这种把人放风筝一路溜达到伏击圈的打法,正是周玉臣屡次以弱胜强的制胜法宝。
可即便鹰咎棱什么都明白了,此时此刻,却也耐不住战意翻涌!
鹰咎烈看他如此神色,又提醒道:“好侄儿,再不追,可就真撵不上了。”
其余部将也目光灼灼地看着鹰咎棱。
自渠城一战,军队里何人不想再雪前耻?再者,之前因为勤王军而暂时后撤,大家已经忍耐了太久了。
鹰咎棱虽然意动,倒是勉强还能自持:“探得周玉臣多少人马?”
白狼卫道:“约莫是三千骑的架势。”
三千骑,能跟着周玉臣、齐王一同深入敌阵的梁骑,大概已经是精锐中的精锐了。换而言之,如果能覆灭了这帮人,梁军的城外防线必将土崩瓦解。
鹰咎烈见他仍作思忖,不耐烦地高声道:“侄儿,我知道你顾虑什么!你怕泗水周围的地势低洼,骑兵不良于行。如今舟楫尽入我手,河道严密封锁,姓周的崽子纵有通天之能,难道还能凭空变出水师来?”

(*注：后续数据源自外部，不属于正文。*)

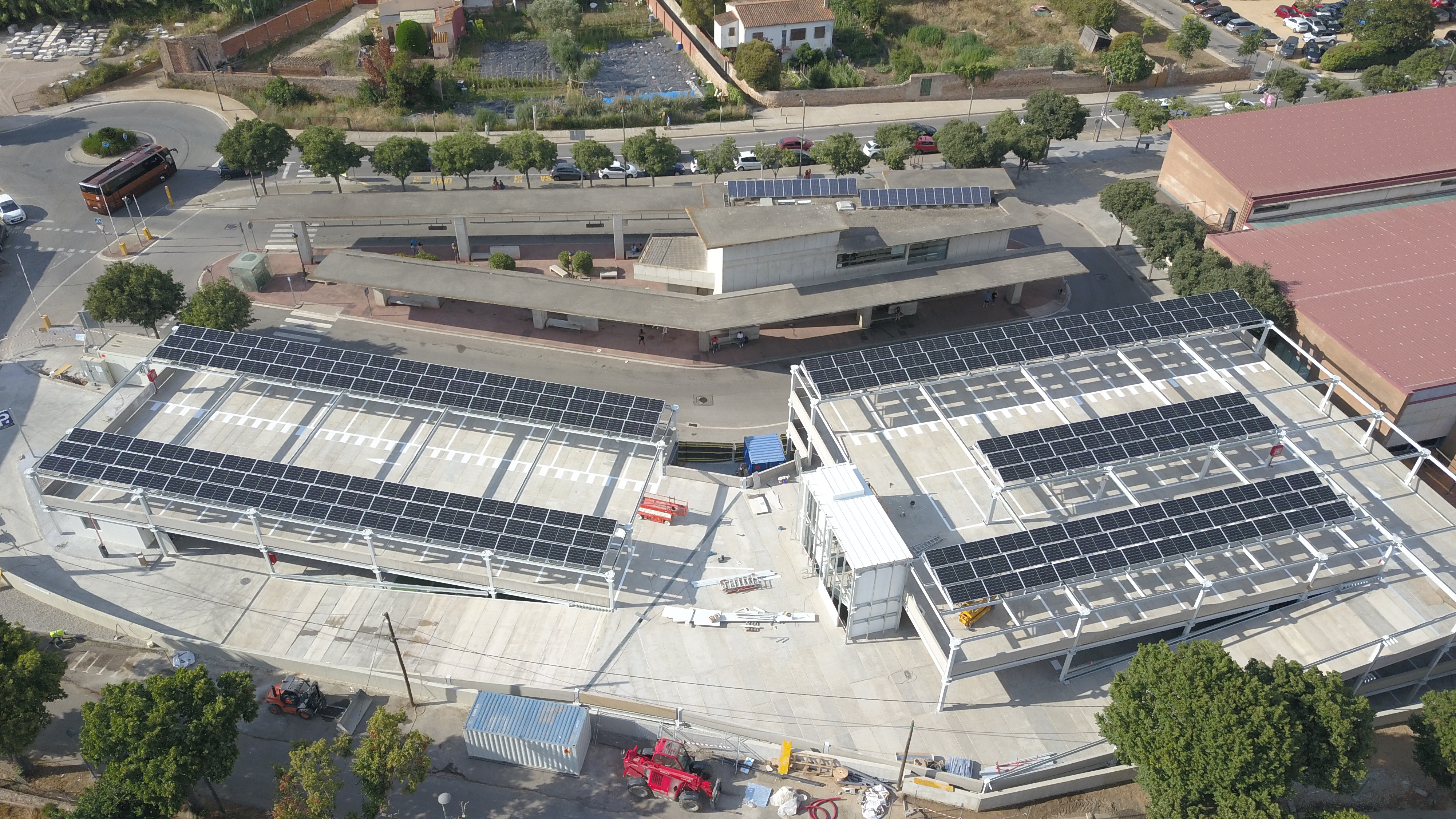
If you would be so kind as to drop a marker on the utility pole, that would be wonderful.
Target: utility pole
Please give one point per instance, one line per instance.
(405, 674)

“那沼泽困得住我们的骑兵,难道两脚羊的战马就能健步如飞?”
军官们亦纷纷称是。鹰咎烈所言不假,现在的泗水可不是当初的观澜江。有赖于澜州的不战而溃,整条泗水的水道已彻底被虏人所辖。周玉臣再想来一出水陆夹击,是不可能的。
再者,大家都是骑兵,梁人要是敢撤入沼泽,同样也要失去骑兵的机动性!
思及此,鹰咎棱终于下令——
“赤隼营听令!立即出营追击,白狼营八千骑整装备战!”
而鹰咎烈却摇头道:“好侄儿,无需用你的白狼营。就让我帐下的八千熊骑,见识见识这姓周的小崽子吧!”